"Jadilah kuat untuk segala hal yang membuat mu patah."
_Zia
"Aku mencintai segala kekurangan mu, kecuali kepergian mu."
_Darren
Karya ini diterbitkan atas izin NovelToon @nyamm_113, isi konten hanyalah pandangan pribadi pembuatnya, tidak mewakili NovelToon sendiri
SISI LAIN DARREN
...RINTIK HUJAN
...
Darren menatap dingin orang-orang yang berjoget riah, lampu kelap kelip dan suara dentuman music.
Darren sudah menghabiskan dua botol anggur, dia peminum yang kuat. Jika dia merasa sedang setres, banyak pikiran. Darren sudah pasti melampiaskannya dengan minum.
Terlihat seorang wanita seksi mendekati Darren yang kesadarannya mulai menghilang, wanita itu perlahan meraba dada bidang Darren. Darren menatap wanita itu, mencengkram kuat tang wanita penggoda itu lalu menghampaskannya dengan kasar.
“Don’t touch me bitch!” Ujar Darren dingin. “Enyahlah.”
Wanita itu tidak menyerah, siap yang mau menyia-nyiakan kesempatan ini? Didepannya adalah seorang pengusaha kelas atas.
“Why? Apakah tubuhku tidak terlihat menggoda Tuan?” Tanyanya. Saat ingin menggapai lengan Darren, sebuah tangan lebih dulu menariknya menjauh dari Darren.
“Pergi.” Dia Antoni. Pemilik Club mala mini.
Setelah di hubungi oleh temannya. Antoni langsung, takut jika ada wanita yang mengger-gerep Darren dan akhirnya malah memesan kamar. Bisa mati dia, jika Aron tau.
Antoni mendekat. “Lo kenapa balik lagi sih? Lo ngak mikir ada bini lo dirumah, ha?”
Darren menutup telinganya. “Berisik!” Menatap tajam Antoni.

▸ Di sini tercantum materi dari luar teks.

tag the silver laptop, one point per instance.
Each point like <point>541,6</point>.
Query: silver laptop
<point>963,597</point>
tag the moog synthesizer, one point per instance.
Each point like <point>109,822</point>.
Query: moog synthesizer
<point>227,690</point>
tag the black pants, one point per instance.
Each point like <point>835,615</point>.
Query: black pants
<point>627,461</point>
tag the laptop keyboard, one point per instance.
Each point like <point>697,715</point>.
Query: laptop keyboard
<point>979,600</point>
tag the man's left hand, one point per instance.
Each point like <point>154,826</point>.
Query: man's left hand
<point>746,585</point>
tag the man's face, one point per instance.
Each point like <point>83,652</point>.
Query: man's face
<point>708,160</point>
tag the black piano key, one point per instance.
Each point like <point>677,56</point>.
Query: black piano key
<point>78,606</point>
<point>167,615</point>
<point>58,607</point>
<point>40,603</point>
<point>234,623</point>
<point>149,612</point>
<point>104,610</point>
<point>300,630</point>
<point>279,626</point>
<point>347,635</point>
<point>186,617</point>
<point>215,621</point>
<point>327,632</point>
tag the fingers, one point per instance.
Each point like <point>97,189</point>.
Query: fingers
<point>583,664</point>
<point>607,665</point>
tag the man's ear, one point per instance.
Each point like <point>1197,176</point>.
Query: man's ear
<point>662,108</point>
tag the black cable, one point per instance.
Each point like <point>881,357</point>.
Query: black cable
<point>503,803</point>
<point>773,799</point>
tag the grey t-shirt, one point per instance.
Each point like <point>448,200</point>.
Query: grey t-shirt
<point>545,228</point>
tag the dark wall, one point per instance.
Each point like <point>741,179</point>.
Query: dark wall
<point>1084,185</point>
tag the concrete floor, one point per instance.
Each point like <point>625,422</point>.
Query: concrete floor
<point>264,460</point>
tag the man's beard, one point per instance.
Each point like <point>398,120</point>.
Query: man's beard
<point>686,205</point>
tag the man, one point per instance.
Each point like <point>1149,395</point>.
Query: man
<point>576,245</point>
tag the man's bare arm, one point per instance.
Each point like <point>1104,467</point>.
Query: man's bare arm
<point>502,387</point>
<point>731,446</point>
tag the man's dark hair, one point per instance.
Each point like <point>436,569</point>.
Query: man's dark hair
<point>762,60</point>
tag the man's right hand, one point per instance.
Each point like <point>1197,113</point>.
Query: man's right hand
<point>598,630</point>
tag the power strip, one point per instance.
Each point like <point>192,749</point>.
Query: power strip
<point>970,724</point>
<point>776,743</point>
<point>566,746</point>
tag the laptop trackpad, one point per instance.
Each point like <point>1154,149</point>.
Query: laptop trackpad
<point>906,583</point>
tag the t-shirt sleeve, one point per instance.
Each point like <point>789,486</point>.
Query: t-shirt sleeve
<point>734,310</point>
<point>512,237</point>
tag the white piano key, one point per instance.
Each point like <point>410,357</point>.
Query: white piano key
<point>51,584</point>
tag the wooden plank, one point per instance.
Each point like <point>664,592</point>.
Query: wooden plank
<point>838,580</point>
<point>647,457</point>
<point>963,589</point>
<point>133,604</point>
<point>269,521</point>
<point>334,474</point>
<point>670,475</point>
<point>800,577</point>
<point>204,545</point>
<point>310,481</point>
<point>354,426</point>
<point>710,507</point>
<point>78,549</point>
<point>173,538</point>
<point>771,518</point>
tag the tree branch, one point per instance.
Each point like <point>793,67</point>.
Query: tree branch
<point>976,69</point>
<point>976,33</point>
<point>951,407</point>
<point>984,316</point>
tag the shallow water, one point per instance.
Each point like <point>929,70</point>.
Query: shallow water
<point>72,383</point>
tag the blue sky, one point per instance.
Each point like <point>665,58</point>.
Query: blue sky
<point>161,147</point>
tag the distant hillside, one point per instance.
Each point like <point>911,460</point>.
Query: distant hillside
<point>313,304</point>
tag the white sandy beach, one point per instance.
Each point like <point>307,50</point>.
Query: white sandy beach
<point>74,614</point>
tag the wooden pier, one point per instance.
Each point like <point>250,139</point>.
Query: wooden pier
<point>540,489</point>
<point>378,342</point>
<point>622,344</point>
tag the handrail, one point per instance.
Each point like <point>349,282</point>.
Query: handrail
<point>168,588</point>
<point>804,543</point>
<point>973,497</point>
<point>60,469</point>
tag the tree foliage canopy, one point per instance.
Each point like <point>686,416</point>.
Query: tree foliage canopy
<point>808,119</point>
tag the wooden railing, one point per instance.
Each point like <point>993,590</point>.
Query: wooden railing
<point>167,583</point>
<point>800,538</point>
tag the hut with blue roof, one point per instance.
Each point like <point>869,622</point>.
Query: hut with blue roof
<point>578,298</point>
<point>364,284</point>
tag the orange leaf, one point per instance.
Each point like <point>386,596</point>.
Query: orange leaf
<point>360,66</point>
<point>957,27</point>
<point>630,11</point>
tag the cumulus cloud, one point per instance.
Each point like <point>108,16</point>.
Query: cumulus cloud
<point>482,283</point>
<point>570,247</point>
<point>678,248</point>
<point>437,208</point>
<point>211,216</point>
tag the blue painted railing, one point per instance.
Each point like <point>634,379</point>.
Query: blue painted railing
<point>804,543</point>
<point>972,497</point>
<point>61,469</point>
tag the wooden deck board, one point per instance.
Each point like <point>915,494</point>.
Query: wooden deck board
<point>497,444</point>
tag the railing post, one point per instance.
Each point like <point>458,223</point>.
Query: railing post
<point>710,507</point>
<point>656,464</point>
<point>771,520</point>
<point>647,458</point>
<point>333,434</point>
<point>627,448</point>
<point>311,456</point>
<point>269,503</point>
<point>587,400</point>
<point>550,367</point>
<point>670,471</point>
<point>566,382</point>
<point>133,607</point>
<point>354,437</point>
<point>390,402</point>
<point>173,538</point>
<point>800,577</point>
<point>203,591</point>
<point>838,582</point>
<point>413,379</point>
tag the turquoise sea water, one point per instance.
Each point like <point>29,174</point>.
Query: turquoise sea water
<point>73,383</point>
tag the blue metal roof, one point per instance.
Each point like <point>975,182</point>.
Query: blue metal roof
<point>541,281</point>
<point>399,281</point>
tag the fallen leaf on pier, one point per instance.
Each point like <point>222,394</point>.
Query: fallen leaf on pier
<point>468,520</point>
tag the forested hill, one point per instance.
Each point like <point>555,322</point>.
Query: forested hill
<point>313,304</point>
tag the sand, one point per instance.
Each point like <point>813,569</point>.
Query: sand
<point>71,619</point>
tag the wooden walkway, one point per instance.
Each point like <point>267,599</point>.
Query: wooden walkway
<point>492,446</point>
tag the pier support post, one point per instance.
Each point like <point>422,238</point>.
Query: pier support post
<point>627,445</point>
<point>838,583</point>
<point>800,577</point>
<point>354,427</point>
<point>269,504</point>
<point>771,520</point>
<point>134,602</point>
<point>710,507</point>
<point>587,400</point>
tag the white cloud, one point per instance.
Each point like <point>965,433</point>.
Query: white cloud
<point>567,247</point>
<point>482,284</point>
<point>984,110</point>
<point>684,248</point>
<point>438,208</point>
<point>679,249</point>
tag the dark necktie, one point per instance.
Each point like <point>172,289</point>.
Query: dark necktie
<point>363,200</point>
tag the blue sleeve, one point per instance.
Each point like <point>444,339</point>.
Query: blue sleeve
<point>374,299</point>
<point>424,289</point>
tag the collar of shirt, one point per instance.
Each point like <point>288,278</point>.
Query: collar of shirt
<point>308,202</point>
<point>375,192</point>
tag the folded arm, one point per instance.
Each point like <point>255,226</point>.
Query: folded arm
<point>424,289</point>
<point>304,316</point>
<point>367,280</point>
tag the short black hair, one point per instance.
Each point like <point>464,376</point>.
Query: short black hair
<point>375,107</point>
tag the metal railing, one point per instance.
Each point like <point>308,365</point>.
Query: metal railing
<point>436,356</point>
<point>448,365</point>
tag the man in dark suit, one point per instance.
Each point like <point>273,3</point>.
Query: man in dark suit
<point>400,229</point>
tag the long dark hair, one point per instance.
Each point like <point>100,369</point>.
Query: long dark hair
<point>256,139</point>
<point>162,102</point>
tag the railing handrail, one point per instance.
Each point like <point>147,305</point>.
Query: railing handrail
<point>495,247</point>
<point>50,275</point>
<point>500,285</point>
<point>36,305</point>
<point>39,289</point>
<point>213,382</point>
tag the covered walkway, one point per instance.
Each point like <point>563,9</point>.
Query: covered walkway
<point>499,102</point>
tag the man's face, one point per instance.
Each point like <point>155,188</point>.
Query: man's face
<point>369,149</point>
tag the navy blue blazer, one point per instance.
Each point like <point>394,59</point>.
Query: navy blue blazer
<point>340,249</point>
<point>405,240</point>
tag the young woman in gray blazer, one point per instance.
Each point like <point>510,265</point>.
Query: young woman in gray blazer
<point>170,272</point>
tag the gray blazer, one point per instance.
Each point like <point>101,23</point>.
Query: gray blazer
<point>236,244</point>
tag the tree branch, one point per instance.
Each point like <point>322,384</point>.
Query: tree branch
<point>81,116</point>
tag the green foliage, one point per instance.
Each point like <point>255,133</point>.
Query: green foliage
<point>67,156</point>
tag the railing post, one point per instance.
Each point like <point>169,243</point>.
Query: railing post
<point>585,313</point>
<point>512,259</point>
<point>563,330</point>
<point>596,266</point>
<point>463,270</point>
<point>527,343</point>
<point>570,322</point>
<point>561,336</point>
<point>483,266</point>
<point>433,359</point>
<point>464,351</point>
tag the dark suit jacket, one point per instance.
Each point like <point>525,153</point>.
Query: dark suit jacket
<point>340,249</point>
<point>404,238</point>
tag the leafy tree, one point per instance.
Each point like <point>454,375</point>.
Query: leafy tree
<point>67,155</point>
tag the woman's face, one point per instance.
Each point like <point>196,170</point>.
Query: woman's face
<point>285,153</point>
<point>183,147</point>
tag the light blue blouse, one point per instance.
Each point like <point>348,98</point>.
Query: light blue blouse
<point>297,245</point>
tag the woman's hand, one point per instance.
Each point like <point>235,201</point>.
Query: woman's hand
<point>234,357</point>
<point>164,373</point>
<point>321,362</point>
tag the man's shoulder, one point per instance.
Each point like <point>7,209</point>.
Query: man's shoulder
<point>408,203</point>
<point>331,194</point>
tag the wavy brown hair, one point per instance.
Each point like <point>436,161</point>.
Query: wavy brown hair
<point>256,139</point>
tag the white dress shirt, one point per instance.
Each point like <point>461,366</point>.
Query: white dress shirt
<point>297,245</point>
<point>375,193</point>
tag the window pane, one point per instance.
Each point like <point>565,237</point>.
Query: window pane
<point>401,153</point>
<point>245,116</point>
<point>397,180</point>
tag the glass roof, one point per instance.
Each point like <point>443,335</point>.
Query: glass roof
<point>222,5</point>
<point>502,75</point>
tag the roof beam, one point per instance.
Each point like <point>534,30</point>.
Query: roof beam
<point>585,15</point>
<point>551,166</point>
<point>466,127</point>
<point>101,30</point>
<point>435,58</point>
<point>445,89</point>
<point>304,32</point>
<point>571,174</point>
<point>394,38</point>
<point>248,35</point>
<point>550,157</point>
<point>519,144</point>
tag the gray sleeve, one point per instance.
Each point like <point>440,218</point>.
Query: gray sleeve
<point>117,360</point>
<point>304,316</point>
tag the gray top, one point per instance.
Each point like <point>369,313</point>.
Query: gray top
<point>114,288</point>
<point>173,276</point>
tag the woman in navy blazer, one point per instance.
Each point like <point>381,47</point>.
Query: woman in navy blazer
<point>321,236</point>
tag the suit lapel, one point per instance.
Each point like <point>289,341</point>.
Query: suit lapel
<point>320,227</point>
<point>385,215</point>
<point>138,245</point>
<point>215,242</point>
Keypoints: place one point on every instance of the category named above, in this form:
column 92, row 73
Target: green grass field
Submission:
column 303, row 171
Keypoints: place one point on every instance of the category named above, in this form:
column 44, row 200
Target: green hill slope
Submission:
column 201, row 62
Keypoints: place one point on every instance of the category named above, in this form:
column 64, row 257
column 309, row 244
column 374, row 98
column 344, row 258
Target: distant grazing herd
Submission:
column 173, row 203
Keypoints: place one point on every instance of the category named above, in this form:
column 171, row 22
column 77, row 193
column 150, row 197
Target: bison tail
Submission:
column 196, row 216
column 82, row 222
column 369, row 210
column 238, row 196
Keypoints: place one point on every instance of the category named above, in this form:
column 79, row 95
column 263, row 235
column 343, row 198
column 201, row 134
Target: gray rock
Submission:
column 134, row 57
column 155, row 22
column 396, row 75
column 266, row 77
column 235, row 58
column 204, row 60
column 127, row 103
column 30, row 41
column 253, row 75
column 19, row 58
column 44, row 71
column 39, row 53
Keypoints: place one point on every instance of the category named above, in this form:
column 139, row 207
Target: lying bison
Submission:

“Gue untung masih mau nampung lo disini yet.” Kesal Antoni. Menatap jengkel Darren.
“Melinda.” Racau Darren.
Membuat Antoni terdiam, sudah begitu lama mereka berakhir. Namun, manusia dingin ini masih belum melupakan manusia tak tau diri itu. Antoni merasa prihatin dengan sahabatnya, masih mengharapkan wanita yang mencampakannya.
“Lo masih suka ama nenek lampir itu?” Tanya Antoni. Nenek lampir yang dia maksud adalah Melinda, wanita tak tau diri.
“Gue masih punya rasa Antoni, gue masih sayang ke dia.” Ujar Darren pelan. Suaranya serak dan sorot matanya penuh kerinduan.
“Lo emang bodoh, udah punya bini. Masih ajah lo harapin nenek lampir itu.” Kata Antoni. “Lo ngak harus lupain dia, tapi lo ngak selamanya juga terus-menerus berharap Darren. Sadar! Lo udah punya istri, yang nunggu lo pulang.” Lanjutnya.
Darren menggeleng, tak setuju dengan ucapan Antoni. Baginya Melinda segalanya, dia rela melakukan apapun untuk bisa kembali bersamanya.
“Lo diam ajah.” Ucap Darren. Telinganya terasa panas mendengar Antoni mengoceh.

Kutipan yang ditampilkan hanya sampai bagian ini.